I just changed the RNN class to RWA from the practical pytorch’s char-rnn-classification example.
But it is giving me the error below:
---------------------------------------------------------------------------
RuntimeError Traceback (most recent call last)
in ()
20 for epoch in range(1, n_epochs + 1):
21 category, line, category_tensor, line_tensor = training_pair()
—> 22 output, loss = train(category_tensor, line_tensor)
23 current_loss += loss
24
<ipython-input-214-4bee22e367f7> in train(categroy_tensor, line_tensor)

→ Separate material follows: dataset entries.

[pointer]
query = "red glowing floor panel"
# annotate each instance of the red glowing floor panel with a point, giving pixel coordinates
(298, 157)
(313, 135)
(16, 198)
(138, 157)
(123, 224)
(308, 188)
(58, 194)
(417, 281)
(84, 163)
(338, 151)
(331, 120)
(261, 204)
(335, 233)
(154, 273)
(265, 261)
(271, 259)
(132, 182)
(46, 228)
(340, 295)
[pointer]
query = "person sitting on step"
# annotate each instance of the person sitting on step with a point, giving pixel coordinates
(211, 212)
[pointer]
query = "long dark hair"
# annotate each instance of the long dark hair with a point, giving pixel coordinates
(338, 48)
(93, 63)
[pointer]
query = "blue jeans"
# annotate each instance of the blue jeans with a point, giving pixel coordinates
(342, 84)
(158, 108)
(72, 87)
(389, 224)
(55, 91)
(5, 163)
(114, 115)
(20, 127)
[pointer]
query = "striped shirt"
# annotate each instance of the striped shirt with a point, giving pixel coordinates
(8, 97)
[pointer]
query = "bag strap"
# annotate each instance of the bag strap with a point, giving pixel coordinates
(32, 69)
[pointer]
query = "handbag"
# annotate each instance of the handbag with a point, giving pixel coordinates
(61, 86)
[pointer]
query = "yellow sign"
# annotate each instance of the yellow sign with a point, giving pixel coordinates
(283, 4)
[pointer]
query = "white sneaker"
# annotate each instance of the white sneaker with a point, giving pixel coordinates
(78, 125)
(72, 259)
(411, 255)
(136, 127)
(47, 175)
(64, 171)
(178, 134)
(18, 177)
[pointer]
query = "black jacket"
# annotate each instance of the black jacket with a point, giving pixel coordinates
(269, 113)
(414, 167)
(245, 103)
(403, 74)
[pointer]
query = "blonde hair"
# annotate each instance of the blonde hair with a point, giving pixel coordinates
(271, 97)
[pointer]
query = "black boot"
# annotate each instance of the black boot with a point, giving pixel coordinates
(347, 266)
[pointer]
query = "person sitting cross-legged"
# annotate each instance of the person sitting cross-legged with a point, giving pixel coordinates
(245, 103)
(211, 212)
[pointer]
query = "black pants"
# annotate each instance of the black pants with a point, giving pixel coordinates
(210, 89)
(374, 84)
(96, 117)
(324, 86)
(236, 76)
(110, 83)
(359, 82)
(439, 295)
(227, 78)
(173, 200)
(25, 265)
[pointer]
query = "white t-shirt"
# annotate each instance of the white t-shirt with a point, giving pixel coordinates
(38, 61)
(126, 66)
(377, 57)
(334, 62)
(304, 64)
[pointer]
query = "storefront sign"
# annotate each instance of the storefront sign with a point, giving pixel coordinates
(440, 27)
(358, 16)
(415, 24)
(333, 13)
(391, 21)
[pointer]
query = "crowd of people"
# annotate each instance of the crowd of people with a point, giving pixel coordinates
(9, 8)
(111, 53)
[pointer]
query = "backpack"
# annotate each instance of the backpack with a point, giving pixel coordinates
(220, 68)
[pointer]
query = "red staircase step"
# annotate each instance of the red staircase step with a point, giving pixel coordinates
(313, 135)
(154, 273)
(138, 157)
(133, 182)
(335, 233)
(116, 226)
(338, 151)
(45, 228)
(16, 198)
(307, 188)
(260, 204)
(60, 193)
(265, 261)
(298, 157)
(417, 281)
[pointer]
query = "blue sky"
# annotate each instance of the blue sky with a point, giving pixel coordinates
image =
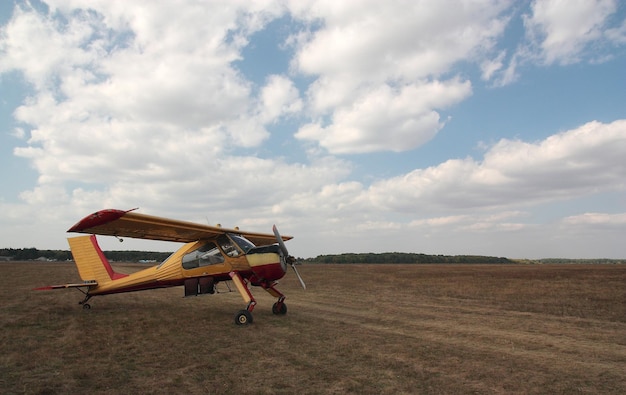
(486, 127)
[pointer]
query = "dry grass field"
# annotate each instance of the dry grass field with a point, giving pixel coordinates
(377, 329)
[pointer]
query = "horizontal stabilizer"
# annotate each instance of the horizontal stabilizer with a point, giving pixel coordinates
(84, 284)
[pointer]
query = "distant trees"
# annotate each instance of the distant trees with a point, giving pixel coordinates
(402, 257)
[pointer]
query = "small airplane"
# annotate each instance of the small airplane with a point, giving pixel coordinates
(211, 254)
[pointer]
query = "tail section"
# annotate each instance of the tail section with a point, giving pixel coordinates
(90, 260)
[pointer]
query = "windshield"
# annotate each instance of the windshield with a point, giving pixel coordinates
(242, 242)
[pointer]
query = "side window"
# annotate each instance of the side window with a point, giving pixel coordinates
(208, 254)
(228, 246)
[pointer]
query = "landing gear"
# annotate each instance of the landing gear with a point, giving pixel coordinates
(86, 306)
(279, 308)
(243, 317)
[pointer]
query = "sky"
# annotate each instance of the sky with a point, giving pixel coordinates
(482, 127)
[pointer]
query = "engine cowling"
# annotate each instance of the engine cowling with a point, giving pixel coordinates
(267, 263)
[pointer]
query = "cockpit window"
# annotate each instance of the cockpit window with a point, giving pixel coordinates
(242, 242)
(228, 246)
(206, 255)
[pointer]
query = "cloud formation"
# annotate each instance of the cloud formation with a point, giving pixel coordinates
(133, 104)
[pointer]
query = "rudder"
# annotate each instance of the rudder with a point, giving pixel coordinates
(90, 260)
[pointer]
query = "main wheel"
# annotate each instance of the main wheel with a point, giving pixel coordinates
(243, 317)
(279, 308)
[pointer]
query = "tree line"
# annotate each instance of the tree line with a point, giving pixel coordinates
(402, 257)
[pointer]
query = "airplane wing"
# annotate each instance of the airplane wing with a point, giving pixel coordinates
(121, 223)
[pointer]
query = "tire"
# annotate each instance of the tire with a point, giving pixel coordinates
(243, 317)
(279, 308)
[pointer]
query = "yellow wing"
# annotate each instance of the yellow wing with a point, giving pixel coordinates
(111, 222)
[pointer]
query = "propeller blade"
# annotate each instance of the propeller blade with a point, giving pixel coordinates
(280, 241)
(291, 260)
(293, 265)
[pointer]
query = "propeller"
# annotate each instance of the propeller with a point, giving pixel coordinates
(288, 258)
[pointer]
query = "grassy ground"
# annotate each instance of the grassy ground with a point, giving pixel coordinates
(444, 329)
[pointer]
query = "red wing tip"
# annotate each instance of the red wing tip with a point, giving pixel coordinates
(99, 218)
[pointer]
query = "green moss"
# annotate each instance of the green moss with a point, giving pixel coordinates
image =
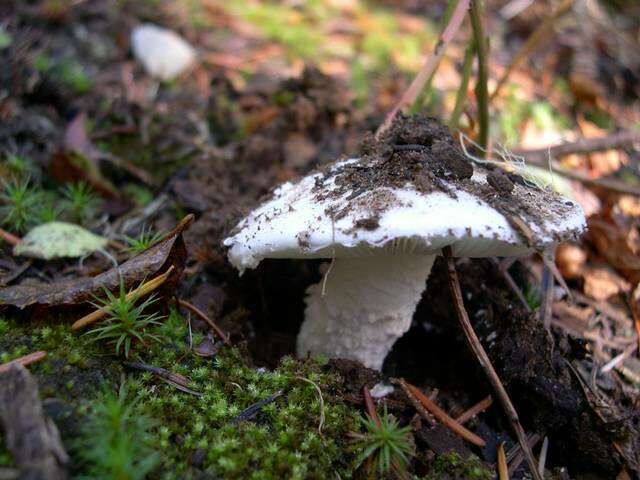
(195, 435)
(450, 465)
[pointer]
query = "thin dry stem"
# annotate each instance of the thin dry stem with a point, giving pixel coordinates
(476, 409)
(24, 360)
(320, 402)
(203, 316)
(411, 94)
(441, 415)
(485, 363)
(503, 469)
(369, 405)
(141, 291)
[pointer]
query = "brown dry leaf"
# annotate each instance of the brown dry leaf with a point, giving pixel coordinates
(571, 260)
(601, 163)
(170, 251)
(614, 243)
(601, 283)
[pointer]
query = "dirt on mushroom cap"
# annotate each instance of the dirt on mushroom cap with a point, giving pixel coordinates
(420, 151)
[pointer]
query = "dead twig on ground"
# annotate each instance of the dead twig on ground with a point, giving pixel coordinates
(320, 402)
(411, 94)
(416, 404)
(203, 316)
(503, 469)
(485, 363)
(32, 438)
(440, 414)
(541, 33)
(476, 409)
(174, 379)
(503, 268)
(252, 410)
(369, 405)
(141, 291)
(482, 92)
(543, 157)
(10, 238)
(516, 455)
(24, 361)
(461, 94)
(543, 456)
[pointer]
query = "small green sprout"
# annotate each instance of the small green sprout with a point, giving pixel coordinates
(18, 203)
(388, 445)
(80, 202)
(49, 208)
(116, 440)
(126, 323)
(144, 240)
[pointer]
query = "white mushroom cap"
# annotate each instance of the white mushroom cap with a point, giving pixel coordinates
(385, 218)
(298, 222)
(163, 53)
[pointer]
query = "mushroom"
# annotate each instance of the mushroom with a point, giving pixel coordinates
(163, 53)
(382, 219)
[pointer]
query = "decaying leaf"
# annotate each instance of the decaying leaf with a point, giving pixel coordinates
(58, 240)
(33, 439)
(170, 251)
(601, 283)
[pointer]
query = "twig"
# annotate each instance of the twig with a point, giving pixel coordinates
(539, 156)
(547, 294)
(441, 415)
(199, 313)
(503, 268)
(543, 456)
(10, 238)
(369, 406)
(252, 410)
(175, 379)
(141, 291)
(485, 363)
(503, 469)
(24, 361)
(516, 454)
(461, 95)
(411, 94)
(482, 93)
(416, 403)
(544, 157)
(320, 401)
(476, 409)
(539, 34)
(635, 313)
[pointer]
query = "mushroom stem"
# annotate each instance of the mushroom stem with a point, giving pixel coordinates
(368, 304)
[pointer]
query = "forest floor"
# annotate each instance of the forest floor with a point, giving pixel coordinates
(165, 170)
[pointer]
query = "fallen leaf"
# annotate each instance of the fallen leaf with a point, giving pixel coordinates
(601, 283)
(207, 347)
(612, 242)
(58, 240)
(158, 258)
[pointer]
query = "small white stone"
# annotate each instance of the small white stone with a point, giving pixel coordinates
(163, 53)
(381, 390)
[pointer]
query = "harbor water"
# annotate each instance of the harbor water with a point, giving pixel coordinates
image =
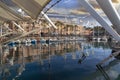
(57, 61)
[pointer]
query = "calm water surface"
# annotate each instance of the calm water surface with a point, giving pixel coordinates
(57, 61)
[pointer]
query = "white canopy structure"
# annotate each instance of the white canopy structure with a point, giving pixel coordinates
(7, 14)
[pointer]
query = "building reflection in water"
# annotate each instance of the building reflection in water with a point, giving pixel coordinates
(14, 59)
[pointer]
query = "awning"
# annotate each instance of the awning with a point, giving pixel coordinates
(32, 7)
(7, 14)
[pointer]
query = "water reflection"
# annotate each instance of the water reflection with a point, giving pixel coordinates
(54, 61)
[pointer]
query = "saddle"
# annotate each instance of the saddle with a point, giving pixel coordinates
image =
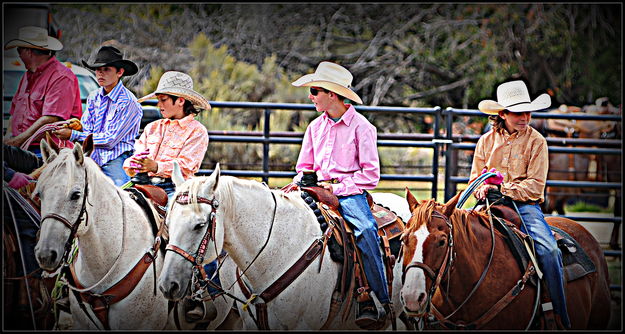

7 loss = criterion(output, category_tensor)
8 print("loss:" , loss)
----> 9 loss.backward()
10
11 for p in rnn.parameters():
/usr/local/lib/python3.5/dist-packages/torch/autograd/variable.py in backward(self, gradient, retain_variables)
143 'or with gradient w.r.t. the variable')
144 gradient = self.data.new().resize_as_(self.data).fill_(1)
--> 145 self._execution_engine.run_backward((self,), (gradient,), retain_variables)
146
147 def register_hook(self, hook):
/usr/local/lib/python3.5/dist-packages/torch/autograd/_functions/basic_ops.py in backward(self, grad_output)
37
38 def backward(self, grad_output):
---> 39 a, b = self.saved_tensors
40 return grad_output.mul(b), grad_output.mul(a)
41
RuntimeError: Trying to backward through the graph second time, but the buffers have already been freed. Please specify retain_variables=True when calling backward for the first time.
The code I changed looks like below:
import torch.nn as nn
from torch.autograd import Variable
import torch.nn.functional as F
class RWA(nn.Module):
def __init__(self, input_size, hidden_size, output_size):
super(RWA, self).__init__()
self.max_steps = 1
self.batch_size = 1
self.hidden_size = hidden_size
self.n = Variable(torch.Tensor(self.batch_size, hidden_size), requires_grad=True)
self.d = Variable(torch.Tensor(self.batch_size, hidden_size), requires_grad=True)
self.x2u = nn.Linear(input_size, hidden_size)
self.c2g = nn.Linear(input_size + hidden_size, hidden_size)
self.c2q = nn.Linear(input_size + hidden_size, hidden_size)
self.out = nn.Linear(hidden_size, output_size)
def forward(self, input, hidden):
h = F.tanh(hidden)
for i in range(len(input)):
combined = torch.cat((input[i], h), 1)
u = self.x2u(input[i])
g = self.c2g(combined)
q = self.c2q(combined)
q_greater = F.relu(q)
scale = torch.exp(-q_greater)
a_scale = torch.exp(q-q_greater)
self.n = (self.n * scale) + ((u * F.tanh(g)) * a_scale)
self.d = (self.d * scale) + a_scale
h = F.tanh(torch.div(self.n, self.d))
output = self.out(h)
return output, h
def init_hidden(self):
return Variable(torch.randn(1, self.hidden_size))
n_hidden = 128
rwa = RWA(n_letters, n_hidden, n_categories)
print("n_letters:", n_letters, "n_hidden:", n_hidden, "n_categories:", n_categories)
print(rwa)
n_letters: 57 n_hidden: 128 n_categories: 18
RNN (
(x2u): Linear (57 -> 128)
(c2g): Linear (185 -> 128)
(c2q): Linear (185 -> 128)
(out): Linear (128 -> 18)
)
I tried the solution to a similar problem but it does not work. It should be working because i am re-initializing initial hidden state at every iterations.
def train (categroy_tensor, line_tensor):
hidden = rwa.init_hidden()
rwa.zero_grad()
output, hidden = rwa(line_tensor, hidden)
loss = criterion(output, category_tensor)
print("loss:" , loss)
loss.backward()
for p in rwa.parameters():
p.data.add_(-learning_rate, p.grad.data)
return output, loss.data[0]
I suspect the self.n and self.d. So I tried chaning them to nn.Parameter
, but now it complains when I try to assign a value here: self.n = (self.n * scale) + ((u * F.tanh(g)) * a_scale)
. What should I do to solve this problem?